It’s the summer of 1962, middle of the Cold War, and the O’Brien family has moved off-grid to the Mojave Desert in Southern California. After all, the desert has to be a safer place to raise a family than the crime-ridden city, and there they can build a new future. But evil also stalks dusty desert roads, and eight-year-old Nonni finds herself harboring a terrible secret: Only she can identify the predator who has been terrorizing the community. And he knows where she lives.
Back in 1962, eight-year-old Nonni lives with her family off the grid in the Californian desert. She’s living a happy, carefree life until a stranger approaches her and her little sister. For the next several months, she lives in terror that this man will make due on his promise to hurt her family.

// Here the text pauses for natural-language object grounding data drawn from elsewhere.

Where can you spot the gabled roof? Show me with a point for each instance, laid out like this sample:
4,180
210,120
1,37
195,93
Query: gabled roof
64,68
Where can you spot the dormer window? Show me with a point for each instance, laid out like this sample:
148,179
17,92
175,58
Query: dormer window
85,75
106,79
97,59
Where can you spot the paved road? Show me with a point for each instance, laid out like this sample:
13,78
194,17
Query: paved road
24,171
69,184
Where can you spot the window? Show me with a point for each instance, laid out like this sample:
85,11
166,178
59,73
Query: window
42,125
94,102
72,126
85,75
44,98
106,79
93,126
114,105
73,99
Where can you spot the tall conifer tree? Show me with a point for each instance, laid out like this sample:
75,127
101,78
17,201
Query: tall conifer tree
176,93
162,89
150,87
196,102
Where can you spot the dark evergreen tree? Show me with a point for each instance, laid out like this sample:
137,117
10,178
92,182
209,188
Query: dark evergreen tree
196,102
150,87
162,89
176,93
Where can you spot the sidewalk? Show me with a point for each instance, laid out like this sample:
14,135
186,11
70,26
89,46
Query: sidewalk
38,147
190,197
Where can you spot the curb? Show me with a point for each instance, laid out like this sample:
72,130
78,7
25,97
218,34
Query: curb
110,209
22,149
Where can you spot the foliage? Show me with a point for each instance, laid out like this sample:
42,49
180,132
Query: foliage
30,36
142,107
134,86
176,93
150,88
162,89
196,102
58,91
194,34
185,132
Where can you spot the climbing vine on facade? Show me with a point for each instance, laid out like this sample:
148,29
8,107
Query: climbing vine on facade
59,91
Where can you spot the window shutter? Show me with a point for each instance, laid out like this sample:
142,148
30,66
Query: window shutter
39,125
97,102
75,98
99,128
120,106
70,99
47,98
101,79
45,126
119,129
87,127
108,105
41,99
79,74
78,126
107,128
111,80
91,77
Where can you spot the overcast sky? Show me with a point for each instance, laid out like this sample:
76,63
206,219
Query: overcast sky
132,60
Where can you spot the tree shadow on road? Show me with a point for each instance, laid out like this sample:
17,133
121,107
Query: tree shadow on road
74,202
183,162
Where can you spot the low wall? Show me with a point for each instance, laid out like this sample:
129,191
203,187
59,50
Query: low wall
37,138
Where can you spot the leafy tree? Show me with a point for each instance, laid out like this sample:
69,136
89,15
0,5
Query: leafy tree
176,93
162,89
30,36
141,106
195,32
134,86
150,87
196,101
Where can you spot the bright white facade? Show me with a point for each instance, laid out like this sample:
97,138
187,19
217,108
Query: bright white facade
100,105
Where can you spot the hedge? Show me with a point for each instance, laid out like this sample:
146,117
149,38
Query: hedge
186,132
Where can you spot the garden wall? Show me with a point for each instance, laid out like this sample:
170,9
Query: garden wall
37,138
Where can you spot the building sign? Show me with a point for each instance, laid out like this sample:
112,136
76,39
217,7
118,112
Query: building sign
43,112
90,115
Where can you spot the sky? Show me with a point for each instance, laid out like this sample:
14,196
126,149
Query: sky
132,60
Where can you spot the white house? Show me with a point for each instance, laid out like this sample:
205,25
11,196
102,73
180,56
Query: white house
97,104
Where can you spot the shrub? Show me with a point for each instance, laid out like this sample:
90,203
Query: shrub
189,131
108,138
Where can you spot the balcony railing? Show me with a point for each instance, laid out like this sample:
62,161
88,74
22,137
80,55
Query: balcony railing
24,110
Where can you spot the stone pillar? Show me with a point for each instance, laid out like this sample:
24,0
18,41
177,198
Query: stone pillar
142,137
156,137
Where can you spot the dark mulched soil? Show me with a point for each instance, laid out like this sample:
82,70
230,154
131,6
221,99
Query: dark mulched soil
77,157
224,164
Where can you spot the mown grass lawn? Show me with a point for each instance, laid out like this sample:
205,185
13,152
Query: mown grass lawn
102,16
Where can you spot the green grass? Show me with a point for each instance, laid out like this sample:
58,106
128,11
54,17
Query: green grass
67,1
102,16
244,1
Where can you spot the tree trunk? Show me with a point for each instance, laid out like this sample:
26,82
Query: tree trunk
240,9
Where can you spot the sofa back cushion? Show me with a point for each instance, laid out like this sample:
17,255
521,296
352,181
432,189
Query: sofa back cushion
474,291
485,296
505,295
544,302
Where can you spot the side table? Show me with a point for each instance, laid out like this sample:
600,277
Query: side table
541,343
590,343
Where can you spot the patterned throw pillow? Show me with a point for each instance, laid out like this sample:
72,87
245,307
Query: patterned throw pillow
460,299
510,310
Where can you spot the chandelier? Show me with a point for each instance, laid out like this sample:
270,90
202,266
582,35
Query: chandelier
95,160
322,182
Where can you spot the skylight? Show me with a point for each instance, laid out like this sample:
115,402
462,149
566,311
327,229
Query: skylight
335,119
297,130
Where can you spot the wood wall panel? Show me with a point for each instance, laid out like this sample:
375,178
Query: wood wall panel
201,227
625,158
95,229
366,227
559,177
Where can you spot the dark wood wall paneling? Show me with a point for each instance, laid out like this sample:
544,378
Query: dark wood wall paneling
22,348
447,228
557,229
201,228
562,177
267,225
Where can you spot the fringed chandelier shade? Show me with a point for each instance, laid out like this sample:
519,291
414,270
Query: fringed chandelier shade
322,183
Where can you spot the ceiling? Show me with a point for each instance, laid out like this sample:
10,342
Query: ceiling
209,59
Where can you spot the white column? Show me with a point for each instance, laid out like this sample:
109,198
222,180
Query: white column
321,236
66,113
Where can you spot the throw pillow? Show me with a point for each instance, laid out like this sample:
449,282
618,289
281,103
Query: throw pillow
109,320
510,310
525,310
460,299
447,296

I don’t read crime fiction often, but this one had a compelling plot. It’s told in the point-of-view of Nonni, her sister Tessa, their parents, and their grandmother. The characters’ tension and stress drove the story, as well as the mystery of when the bad guy was going to strike next.
Ms. Brashear did an amazing job of creating each character’s voice. The children sounded like kids and the adults each had their own personality, too. She did a great job of upping the tension and putting the characters at odds with one another. Her descriptions of the scenery were so vivid I could easily picture them in my head, and though I hate to say this, the pacing was slow at times. There are some unanswered questions about the villain, but none affected the plot.
Anyway, Gunnysack Hell offers a compelling mystery with an ensemble of fascinating characters sure to entertain for an evening.